Marchands, négociants, armateurs : ces trois termes désignent des réalités à la fois différentes et extrêmement imbriquées de l’histoire nantaise.

S’agissant d’entrepreneurs de commerce, on parle surtout de marchands avant le début du 18e siècle. Sans forcément disparaître, le terme devient ensuite relativement péjoratif pour une aristocratie du commerce préférant s’affubler du vocable de négociant, tendant ainsi à souligner l’ampleur plus grande de ses spéculations par rapport aux « petits » détaillants. Mais le 18e siècle voit Nantes s’affirmer comme grand port d’armement. Et tout grand négociant est alors également armateur tandis que, plus généralistes que véritablement spécialisés, ces derniers diversifient les secteurs dans lesquels ils investissent. Aussi, à Nantes comme dans les autres grandes cités portuaires, parle-t-on alors plus de négociants-armateurs que de simples négociants ou armateurs. Et, en 1914, l’un des plus remarquables héritiers de ces grandes familles issues de l’Ancien Régime, Eugène Guillet de La Brosse, est à la fois ingénieur, armateur, industriel et spéculateur en tous genres.

Des activités intrinsèquement liées

On peut certes différencier des phases dans l’histoire commerciale de Nantes et opposer, par exemple, les temps médiévaux (où le trafic des blés, des vins et des sels est essentiel, jusqu’au 17e siècle en fait), à l’époque de l’essor et de l’apogée du grand commerce colonial (de la fin du 17e siècle à 1792, avec des excroissances liées à la traite illégale, sous la Restauration, et à la phase sucrière réunionnaise, vers 1840-1863). Mais, plus ou moins importants, marchandise, négoce et armement (fluvial ou maritime) ont toujours coexisté. L’un a pu provisoirement l’emporter sur les autres, mais les dominations n’ont jamais été exclusives, et elles ont parfois été brutalement interrompues : par les guerres (maritimes), l’évolution économique plus générale (essor du sucre de betterave et industrialisation au 19e siècle, par exemple) ou bien encore l’arrivée de capitalistes venus de l’extérieur. Ceci dit, qu’ils aient été (ou se soient qualifiés de) marchands, négociants ou armateurs, les entrepreneurs nantais de la marchandise ont joué un rôle essentiel dans l’histoire de la cité.

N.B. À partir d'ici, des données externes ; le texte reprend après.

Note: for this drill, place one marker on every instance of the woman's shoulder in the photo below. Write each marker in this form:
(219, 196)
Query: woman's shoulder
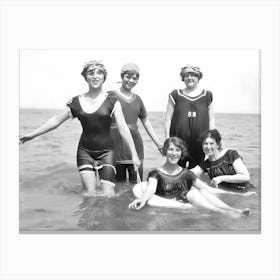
(188, 173)
(73, 100)
(111, 97)
(231, 154)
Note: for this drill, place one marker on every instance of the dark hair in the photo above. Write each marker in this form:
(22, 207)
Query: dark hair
(96, 63)
(178, 142)
(212, 133)
(130, 72)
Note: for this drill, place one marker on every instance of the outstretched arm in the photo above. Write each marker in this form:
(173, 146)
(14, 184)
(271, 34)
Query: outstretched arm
(211, 117)
(150, 190)
(168, 117)
(125, 133)
(197, 170)
(241, 176)
(149, 129)
(49, 125)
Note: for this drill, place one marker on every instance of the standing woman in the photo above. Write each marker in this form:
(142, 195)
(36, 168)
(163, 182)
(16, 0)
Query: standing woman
(189, 113)
(133, 109)
(225, 167)
(94, 109)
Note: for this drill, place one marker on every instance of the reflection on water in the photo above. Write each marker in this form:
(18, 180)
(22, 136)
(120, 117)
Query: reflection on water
(51, 193)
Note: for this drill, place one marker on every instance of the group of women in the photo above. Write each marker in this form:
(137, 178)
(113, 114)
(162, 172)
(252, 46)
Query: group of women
(111, 146)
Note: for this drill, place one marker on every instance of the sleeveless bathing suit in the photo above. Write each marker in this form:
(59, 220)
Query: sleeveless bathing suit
(173, 186)
(95, 146)
(224, 166)
(189, 120)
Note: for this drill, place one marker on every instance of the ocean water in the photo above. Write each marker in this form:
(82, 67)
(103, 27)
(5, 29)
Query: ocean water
(51, 197)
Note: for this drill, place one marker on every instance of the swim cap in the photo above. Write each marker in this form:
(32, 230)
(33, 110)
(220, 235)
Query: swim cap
(94, 64)
(190, 69)
(130, 67)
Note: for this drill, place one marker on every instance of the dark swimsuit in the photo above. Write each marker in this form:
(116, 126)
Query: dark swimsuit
(189, 120)
(224, 166)
(95, 147)
(132, 110)
(173, 186)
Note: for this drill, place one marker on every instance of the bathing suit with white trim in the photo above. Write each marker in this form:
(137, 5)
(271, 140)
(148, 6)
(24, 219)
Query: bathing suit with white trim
(95, 149)
(189, 120)
(173, 186)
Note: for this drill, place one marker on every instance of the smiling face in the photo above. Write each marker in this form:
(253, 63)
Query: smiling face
(129, 80)
(95, 77)
(210, 147)
(191, 79)
(173, 154)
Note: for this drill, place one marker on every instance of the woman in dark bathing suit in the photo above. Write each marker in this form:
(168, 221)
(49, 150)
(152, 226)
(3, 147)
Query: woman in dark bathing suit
(94, 109)
(225, 167)
(173, 186)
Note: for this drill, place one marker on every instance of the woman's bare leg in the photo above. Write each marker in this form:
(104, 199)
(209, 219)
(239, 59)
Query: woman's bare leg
(219, 203)
(107, 187)
(197, 199)
(89, 182)
(158, 201)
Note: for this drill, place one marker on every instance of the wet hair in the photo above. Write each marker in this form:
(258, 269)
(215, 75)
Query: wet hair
(178, 142)
(130, 73)
(191, 69)
(212, 133)
(130, 68)
(97, 64)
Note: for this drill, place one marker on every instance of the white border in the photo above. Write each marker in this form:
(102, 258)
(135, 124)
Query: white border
(153, 25)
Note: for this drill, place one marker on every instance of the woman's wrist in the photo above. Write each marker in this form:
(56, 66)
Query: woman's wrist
(159, 146)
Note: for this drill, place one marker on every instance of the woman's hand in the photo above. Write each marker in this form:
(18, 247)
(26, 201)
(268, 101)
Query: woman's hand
(137, 204)
(23, 139)
(136, 162)
(160, 148)
(216, 181)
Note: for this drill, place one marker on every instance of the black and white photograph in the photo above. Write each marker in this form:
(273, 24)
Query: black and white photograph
(139, 140)
(176, 131)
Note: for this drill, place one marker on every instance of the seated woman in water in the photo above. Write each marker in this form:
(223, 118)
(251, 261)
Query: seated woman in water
(133, 109)
(225, 167)
(95, 110)
(173, 186)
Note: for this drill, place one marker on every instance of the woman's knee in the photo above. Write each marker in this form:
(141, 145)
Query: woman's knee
(192, 194)
(139, 189)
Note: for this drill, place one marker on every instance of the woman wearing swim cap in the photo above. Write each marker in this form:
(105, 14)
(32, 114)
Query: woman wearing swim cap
(133, 109)
(95, 110)
(190, 113)
(225, 167)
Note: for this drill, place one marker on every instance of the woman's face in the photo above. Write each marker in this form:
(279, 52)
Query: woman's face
(191, 80)
(173, 154)
(129, 80)
(95, 77)
(210, 147)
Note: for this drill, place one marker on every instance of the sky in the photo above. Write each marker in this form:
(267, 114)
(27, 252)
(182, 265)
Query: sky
(48, 78)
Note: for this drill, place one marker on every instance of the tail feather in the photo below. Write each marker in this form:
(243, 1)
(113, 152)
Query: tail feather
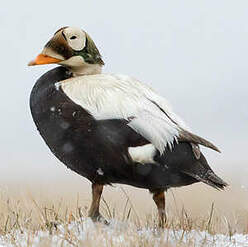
(185, 135)
(211, 179)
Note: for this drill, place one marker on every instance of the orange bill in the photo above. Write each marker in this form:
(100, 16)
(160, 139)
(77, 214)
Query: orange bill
(44, 59)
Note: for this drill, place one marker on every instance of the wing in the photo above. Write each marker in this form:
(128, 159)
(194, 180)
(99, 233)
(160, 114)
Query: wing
(122, 97)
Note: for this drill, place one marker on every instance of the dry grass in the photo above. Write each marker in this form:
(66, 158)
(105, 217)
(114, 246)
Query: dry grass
(31, 213)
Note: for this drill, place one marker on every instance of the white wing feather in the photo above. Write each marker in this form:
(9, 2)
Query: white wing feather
(117, 96)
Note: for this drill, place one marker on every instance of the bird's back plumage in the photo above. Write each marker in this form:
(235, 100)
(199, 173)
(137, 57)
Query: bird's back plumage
(98, 148)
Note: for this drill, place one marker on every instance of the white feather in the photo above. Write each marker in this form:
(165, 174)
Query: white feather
(142, 154)
(116, 96)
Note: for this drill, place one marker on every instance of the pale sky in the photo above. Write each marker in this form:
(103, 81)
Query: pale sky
(194, 53)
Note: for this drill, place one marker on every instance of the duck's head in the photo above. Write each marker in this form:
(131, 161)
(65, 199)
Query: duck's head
(71, 47)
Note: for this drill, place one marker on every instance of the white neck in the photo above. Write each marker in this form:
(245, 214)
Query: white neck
(86, 69)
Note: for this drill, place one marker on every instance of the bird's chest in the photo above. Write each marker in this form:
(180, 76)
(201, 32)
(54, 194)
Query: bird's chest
(64, 125)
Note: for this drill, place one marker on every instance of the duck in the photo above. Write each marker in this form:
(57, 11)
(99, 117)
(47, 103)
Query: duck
(111, 128)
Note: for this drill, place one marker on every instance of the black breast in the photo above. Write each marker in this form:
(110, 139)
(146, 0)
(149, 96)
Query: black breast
(97, 150)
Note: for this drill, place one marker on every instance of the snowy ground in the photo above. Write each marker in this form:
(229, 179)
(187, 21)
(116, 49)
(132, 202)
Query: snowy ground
(86, 233)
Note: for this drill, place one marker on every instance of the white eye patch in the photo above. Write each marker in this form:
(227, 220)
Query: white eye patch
(75, 38)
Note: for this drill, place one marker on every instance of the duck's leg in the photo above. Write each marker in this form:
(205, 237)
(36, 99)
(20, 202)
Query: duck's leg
(94, 213)
(159, 199)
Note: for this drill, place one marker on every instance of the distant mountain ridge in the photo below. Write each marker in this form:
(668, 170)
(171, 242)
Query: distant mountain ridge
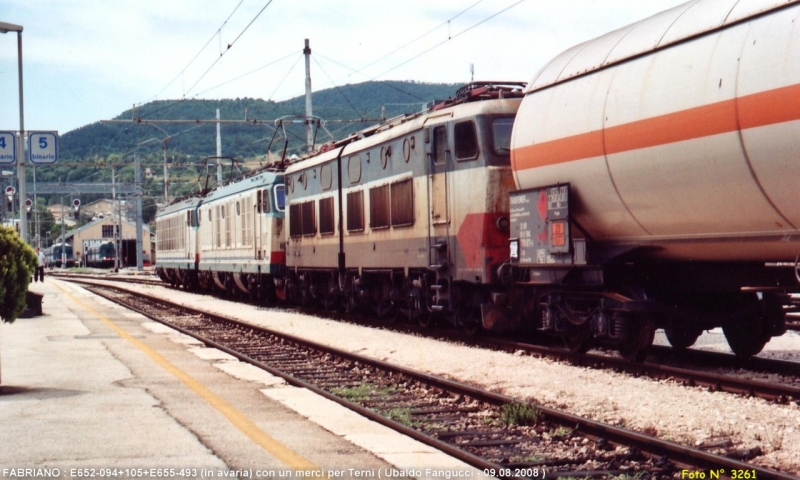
(363, 101)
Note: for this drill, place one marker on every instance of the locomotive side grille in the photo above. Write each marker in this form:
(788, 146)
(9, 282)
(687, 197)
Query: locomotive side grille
(309, 219)
(326, 216)
(355, 211)
(379, 207)
(295, 220)
(403, 203)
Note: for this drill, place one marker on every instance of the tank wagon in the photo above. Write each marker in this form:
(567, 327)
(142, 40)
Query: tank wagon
(656, 169)
(230, 239)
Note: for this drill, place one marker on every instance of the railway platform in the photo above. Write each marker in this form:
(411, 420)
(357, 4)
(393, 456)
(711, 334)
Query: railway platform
(90, 389)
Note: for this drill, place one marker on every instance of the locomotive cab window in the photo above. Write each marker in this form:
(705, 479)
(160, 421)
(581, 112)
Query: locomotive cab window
(501, 135)
(280, 198)
(439, 144)
(466, 141)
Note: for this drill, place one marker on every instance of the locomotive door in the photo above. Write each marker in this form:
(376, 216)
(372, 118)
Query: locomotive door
(439, 164)
(258, 220)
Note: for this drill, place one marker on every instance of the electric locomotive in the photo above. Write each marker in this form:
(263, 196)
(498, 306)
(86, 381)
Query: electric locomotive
(101, 255)
(408, 218)
(229, 240)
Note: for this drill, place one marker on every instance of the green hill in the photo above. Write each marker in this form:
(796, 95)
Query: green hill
(239, 140)
(88, 153)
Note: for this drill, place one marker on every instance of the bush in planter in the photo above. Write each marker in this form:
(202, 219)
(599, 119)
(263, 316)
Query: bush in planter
(17, 263)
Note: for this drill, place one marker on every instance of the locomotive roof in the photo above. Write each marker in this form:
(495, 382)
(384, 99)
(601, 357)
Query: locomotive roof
(670, 27)
(459, 107)
(262, 179)
(186, 203)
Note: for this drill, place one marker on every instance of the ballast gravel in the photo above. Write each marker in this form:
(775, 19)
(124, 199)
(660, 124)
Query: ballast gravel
(685, 415)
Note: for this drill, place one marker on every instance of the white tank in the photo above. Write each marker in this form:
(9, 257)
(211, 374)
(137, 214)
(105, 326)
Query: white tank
(681, 131)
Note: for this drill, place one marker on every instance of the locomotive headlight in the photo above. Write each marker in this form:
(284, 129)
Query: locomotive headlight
(502, 224)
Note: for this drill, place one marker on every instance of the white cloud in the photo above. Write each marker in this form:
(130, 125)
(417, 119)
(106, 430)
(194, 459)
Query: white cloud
(85, 61)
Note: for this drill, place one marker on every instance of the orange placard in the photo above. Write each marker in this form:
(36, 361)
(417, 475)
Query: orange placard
(558, 237)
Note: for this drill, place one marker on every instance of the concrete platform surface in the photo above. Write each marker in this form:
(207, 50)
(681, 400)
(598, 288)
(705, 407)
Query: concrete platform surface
(92, 390)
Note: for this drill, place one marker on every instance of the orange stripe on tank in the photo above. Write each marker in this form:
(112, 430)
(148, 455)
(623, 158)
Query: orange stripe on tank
(756, 110)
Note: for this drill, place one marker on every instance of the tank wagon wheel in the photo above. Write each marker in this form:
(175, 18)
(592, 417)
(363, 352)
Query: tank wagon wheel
(682, 337)
(469, 320)
(636, 337)
(745, 338)
(331, 302)
(578, 338)
(426, 319)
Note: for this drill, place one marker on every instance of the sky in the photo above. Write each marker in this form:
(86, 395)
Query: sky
(90, 60)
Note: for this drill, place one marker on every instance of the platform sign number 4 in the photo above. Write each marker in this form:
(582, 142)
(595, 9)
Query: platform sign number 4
(43, 147)
(8, 148)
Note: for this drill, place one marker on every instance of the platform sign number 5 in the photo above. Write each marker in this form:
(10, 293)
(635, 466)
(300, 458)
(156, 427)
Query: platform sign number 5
(43, 147)
(8, 148)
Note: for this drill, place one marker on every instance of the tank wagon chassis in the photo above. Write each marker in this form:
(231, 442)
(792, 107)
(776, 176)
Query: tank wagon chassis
(585, 291)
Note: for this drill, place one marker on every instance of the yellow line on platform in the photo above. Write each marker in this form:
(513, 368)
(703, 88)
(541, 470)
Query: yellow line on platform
(237, 418)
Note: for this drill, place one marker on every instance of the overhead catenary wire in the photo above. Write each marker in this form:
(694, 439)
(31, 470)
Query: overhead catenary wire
(448, 39)
(341, 92)
(216, 34)
(230, 45)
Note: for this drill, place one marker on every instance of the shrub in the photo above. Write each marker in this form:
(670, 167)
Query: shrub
(17, 263)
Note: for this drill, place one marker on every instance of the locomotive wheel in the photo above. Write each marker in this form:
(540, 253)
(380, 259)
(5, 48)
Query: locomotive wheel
(745, 338)
(682, 338)
(578, 339)
(426, 319)
(469, 320)
(637, 339)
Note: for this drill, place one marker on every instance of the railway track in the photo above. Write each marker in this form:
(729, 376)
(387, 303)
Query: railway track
(499, 434)
(690, 367)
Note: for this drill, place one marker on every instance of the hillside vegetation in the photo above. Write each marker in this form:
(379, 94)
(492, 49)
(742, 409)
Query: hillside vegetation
(88, 153)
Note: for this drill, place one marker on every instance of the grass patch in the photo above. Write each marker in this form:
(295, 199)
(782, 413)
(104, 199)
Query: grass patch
(362, 392)
(402, 416)
(519, 414)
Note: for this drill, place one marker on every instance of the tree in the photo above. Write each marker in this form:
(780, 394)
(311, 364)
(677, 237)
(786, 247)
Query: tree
(17, 263)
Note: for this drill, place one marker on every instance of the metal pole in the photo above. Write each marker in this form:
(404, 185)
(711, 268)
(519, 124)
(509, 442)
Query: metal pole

De la marchandise au négoce ?

Une vision linéaire de l’histoire économique de Nantes pourrait conduire à penser que l’on y est progressivement passé de la marchandise au négoce. Ce n’est pas entièrement faux : le monde des négociants armateurs s’y renforce très nettement au 18e siècle et domine la cité, à un moment où Nantes devient un grand port d’armement à l’échelle française, où la ville sort de ses murailles médiévales et voit son nombre d’habitants doubler. Mais il faut être attentif à ne pas traduire cela en termes de jugements de valeur : si le 18e siècle colonial (et donc des négociants-armateurs) fait figure d’âge d’or, c’est en partie parce que les entrepreneurs d’alors tendent eux-mêmes à se désigner comme négociants (discréditant ainsi la « marchandise »), parce que les notables du 19e siècle idéalisent leur « belle époque » d’avant la Révolution, parce que l’on a longtemps déprécié le capitalisme local antérieur au 18e siècle, et parce qu’enfin la recherche historique s’est largement focalisée sur le grand commerce maritime au détriment des autres activités (comme la navigation sur la Loire ou le grand cabotage international).

Marchands et intermédiaires de longue date

Ajoutons que l’essor sans précédent du 18e siècle repose sur une longue histoire. À l’âge du Bronze, les origines de Nantes (entre 800 et 600 avant notre ère) coïncident déjà avec l’existence d’un comptoir commercial. À l’époque romaine, les Namnètes contribuent au développement du commerce fluvial. Sous les Mérovingiens, la cité abrite un atelier monétaire. Un groupe de marchands relativement étoffé y vit du commerce du sel et du vin, ainsi que de ses rapports avec les îles Britanniques.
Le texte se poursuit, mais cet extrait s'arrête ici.